Shahzad faces life sentence if convicted: Holder
Washington: Pakistani-American terror suspect Faisal Shahzad faces a potential life sentence if convicted on the charges of attempted use of weapons of mass destruction and plotting a bomb at Times Square, a top US official told lawmakers on Thursday.
Shahzad, a naturalised US citizen born in Pakistan, was arrested in connection with the Times Square failed bombing bid, and was charged with acts of terrorism transcending national boundaries, attempted use of a weapon of mass destruction, and other federal crimes.
"If convicted, he faces a potential life sentence in prison," US Attorney General Eric Holder, said in his appearance before a Congressional Committee.
Holder said during ongoing questioning by federal agents, Shahzad has provided useful information. "We will continue to pursue a number of leads as we gather intelligence relating to this attempted attack," he said.
"Although this car bomb failed to properly detonate, this plot was yet another reminder that terrorists are still plotting to kill Americans," he said.
He recalled that in February, Najibullah Zazi, a key participant in the plot to bomb New York City`s subway system, pleaded guilty to terrorism violations.
"Less than two weeks ago, we secured another guilty plea from one of Zazi`s co-conspirators and revealed the role of senior al Qaeda leaders in ordering the plot. Three others also have been charged as a result of our investigation," he said.
Holder said these attempted attacks are stark reminders of the threats that the United States confronts. For the administration, he said, there is simply no higher priority than disrupting potential attacks and bringing those who plot them to justice.
"In the Shahzad and Zazi cases, that is exactly what the dedicated federal agents, law enforcement officers and Justice Department prosecutors achieved through exemplary investigative efforts.”
"It is in every American`s best interest to ensure that these public servants have the resources necessary to continue their outstanding work," Holder said.
Amidst criticism from Republican Congressmen over the reading out of Miranda rights to Shahzad, Holder said it has not deterred him from speaking.
"As we have seen in prior investigations, the giving of Miranda warnings has not deterred people from talking to us, and Mr Shahzad is, in fact, continuing to cooperate with us," Holder said in response to a question at the hearing.
Holder said reading out Miranda rights is not tantamount to conferring a right or treating somebody in a special way.
"It is allowing us to make sure that statements that they give to us are going to be admissible in court," he said. He said in the recent past many suspects including David Headley, have been given their Miranda warnings and have after that continued to cooperate.

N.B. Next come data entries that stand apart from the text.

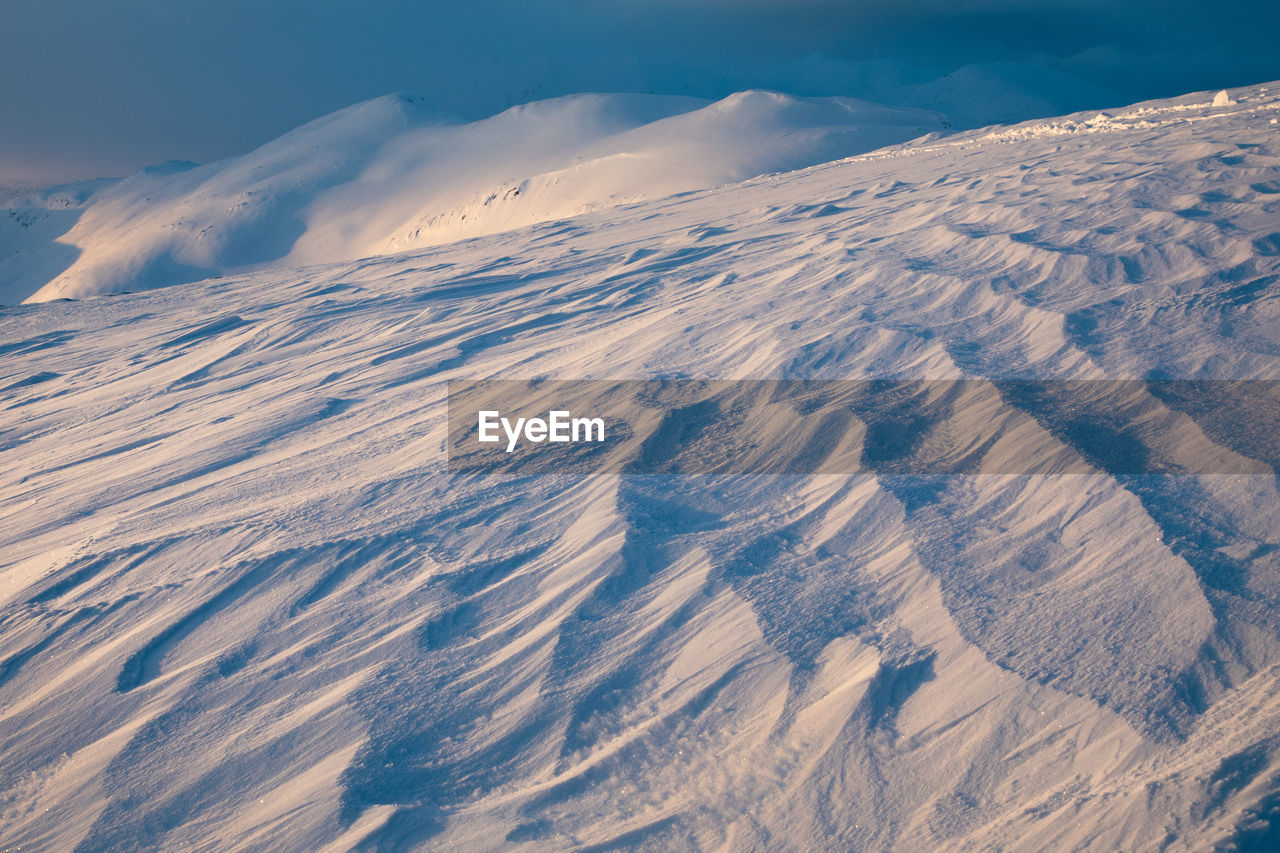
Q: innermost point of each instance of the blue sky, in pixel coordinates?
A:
(105, 87)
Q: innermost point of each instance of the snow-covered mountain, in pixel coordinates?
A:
(393, 173)
(246, 605)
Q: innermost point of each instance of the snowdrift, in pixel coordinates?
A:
(246, 605)
(393, 173)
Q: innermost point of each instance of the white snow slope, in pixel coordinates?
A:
(392, 174)
(243, 603)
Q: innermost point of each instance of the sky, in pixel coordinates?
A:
(103, 89)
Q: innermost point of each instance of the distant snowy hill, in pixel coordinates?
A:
(392, 174)
(246, 605)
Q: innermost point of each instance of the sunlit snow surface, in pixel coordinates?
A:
(245, 606)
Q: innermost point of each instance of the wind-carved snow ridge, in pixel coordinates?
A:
(393, 174)
(243, 597)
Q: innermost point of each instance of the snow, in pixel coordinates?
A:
(393, 173)
(245, 603)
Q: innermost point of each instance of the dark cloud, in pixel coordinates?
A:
(103, 87)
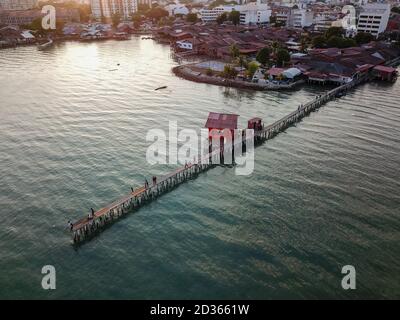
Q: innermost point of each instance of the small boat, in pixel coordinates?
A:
(46, 45)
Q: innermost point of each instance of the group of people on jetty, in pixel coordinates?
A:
(146, 185)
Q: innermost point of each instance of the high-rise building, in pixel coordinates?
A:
(374, 18)
(18, 4)
(252, 13)
(107, 8)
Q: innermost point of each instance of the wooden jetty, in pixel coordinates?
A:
(87, 227)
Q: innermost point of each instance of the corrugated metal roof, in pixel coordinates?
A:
(221, 121)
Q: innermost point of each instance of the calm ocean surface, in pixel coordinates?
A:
(324, 194)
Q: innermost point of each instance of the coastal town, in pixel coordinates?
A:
(256, 45)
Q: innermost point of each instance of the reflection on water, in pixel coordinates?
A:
(323, 194)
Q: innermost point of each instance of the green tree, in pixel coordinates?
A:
(116, 19)
(396, 10)
(275, 46)
(143, 7)
(156, 13)
(234, 50)
(242, 61)
(222, 18)
(319, 42)
(339, 42)
(282, 56)
(304, 43)
(191, 17)
(252, 68)
(234, 16)
(263, 55)
(59, 27)
(363, 37)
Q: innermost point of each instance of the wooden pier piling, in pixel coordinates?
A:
(87, 227)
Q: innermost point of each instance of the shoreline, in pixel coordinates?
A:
(65, 39)
(186, 73)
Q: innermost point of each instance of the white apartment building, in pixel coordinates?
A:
(211, 15)
(252, 13)
(107, 8)
(300, 18)
(323, 21)
(18, 4)
(373, 18)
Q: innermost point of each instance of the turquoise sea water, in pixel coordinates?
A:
(324, 194)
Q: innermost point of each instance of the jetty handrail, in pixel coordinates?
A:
(83, 227)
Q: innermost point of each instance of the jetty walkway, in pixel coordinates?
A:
(87, 227)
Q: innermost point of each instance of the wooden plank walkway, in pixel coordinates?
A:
(85, 228)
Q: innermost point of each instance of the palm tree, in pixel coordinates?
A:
(234, 50)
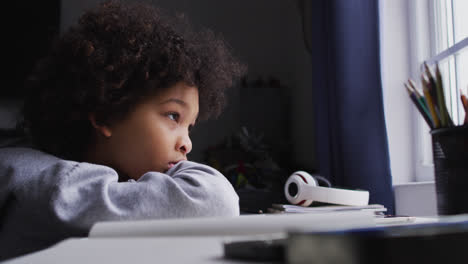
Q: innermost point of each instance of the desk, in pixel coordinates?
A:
(132, 250)
(193, 249)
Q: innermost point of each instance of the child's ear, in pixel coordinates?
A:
(102, 129)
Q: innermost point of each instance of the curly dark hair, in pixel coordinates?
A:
(116, 56)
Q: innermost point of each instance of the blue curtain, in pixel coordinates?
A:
(351, 138)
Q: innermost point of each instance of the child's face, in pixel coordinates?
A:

"Mr Zazi, his co-conspirator, Abdulmutallab -- all of these people were ones who got Miranda warnings and still ultimately decided to speak with the government," Holder said in response to the question.
Holder said that the notion that people could bring guns to airports -- especially given the al Qaeda focus on the use of airplanes as terrorist tools -- was worrisome.
"I would hope that we would try to keep weapons, guns, away from the very instruments that al Qaeda and other organisations successfully used on September 11th and have continued to try to use in the present and I suspect in the future as well," he said.
The United States is committed to keeping guns out of the hands of people who should not have them, he said. "We have certainly seen a disproportionate number of gun crimes in our inner cities and in other places," he said.
"Without getting into too much detail with regard to Shahzad, the questioning under the public safety exception far exceeded the amount of time that we had with Mr Abdulmutallab," Holder said in response to a question.
He added that the information gained during this period was quite important.
"With regard to Shahzad, we made extensive use of the public safety exception before a decision was made to give them their Miranda warnings," he said.
"He would not be successful in trying to say that the interrogation that was done was done inappropriately. He would not be successful in that," Holder said in response to a question.
"He could certainly retain counsel in whatever forum he was in to try to challenge the decision that was made to not give him his Miranda warnings.”
"I think on the basis of the way in which the interrogation was done here and the care with which it was done, I don`t think he would be very successful," Holder said.